Department of Pediatrics, Catholic Medical College, Seoul, Korea.

This study was attempted to reveal the clinical and electroencephalographic findings in children who were experienced febrile convulsion and epilepsy. The subjects were 226 cases, under 15 years of age, who visited with convulsive disorders to the St. Mary's hospital between Jan. 1977 and Aug. 1978. Of these, 45 cases were febrile convulsion and 123 cases were epilepsies.
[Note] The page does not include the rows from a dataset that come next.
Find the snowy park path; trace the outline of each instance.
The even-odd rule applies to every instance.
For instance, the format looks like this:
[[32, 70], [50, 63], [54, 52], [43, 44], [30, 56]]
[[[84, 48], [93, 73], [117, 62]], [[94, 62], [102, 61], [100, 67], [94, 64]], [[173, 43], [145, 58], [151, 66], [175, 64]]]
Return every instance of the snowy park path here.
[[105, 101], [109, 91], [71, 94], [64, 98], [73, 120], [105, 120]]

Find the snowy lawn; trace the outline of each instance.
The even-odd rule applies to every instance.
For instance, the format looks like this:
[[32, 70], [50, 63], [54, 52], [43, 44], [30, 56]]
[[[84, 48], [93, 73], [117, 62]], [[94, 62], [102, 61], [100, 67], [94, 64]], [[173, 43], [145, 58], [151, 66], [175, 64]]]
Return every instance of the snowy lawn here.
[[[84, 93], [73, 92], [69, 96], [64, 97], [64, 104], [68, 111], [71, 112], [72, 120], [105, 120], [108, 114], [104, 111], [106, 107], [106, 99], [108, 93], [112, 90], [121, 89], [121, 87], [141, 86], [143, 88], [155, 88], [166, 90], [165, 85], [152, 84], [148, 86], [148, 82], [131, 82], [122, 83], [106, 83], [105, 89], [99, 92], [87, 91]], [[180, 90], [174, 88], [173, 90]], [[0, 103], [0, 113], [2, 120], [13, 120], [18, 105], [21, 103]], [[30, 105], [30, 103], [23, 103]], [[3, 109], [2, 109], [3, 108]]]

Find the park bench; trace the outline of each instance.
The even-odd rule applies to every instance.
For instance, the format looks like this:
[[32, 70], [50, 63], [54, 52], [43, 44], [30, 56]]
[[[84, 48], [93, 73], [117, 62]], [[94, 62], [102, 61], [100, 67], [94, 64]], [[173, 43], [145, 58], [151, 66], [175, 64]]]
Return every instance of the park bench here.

The results were as follows : 1. The major cause of convulsions, in order of frequency, were epilepsy (54.4%), febrile convulsion (19.9%), meningitis and encephalitis (11.5%), cerebral palsy (4.0%), diarrhea (3.1%) and tetany (1.3%). 2. The leading cause of convulsions were different according to age : Before the age of 3, febrile convulsion, meningitis and encephalitis were common cause of convulsions and epilepsy was common after that age. 3. 68.8% of first febrile convulsion observed during the first 2 years of age. Male to female ratio was 3:2. 4. The EEG findings, of 24 cases with reccurent febrile convulsions, were normal in 29.9%, borderline in 8.3% and abnormal in 62.5% of them. The incidence of abnormal EEG findings were more frequent in the older children than in the younger ones : Of the 10 cases less than 3 years old, the chance of abnormal EEG findings was noted in 2 cases, compared to 13 cases of 14 cases more than 3 years old. This result suggest that the incidence of abnormal EEG in reccurent febrile convulsion seems to be correlated with the preexisting numbers of convulsive attacks. The findings of abnormal EEG were sporadic spike (40.0%), high voltage slow wave (20.0%), multiple spike (20.0%), slow wave dysrhythmia (13.3%) and spike and wave complex (6.7%). 5. The clinical type of epilepsies, in order of frequency, were grand mal (45.5%), minor motor seizure (17.1%), focal seizure (9.8%), petit mal absence (8.1%) and psychomotor seizure (4.9%). The major abnormal EEG finding in grand mal and focal seizure was asymmetric and focal slow wave, and it was found in 33.9% and 58.3% of their traces respectively. In psychomotor seizure, spike or sharp wave was noted in 66.7%, and in petit mal absence and minor seizure, spike and wave complex were noted 100.0% and 33.3% of them.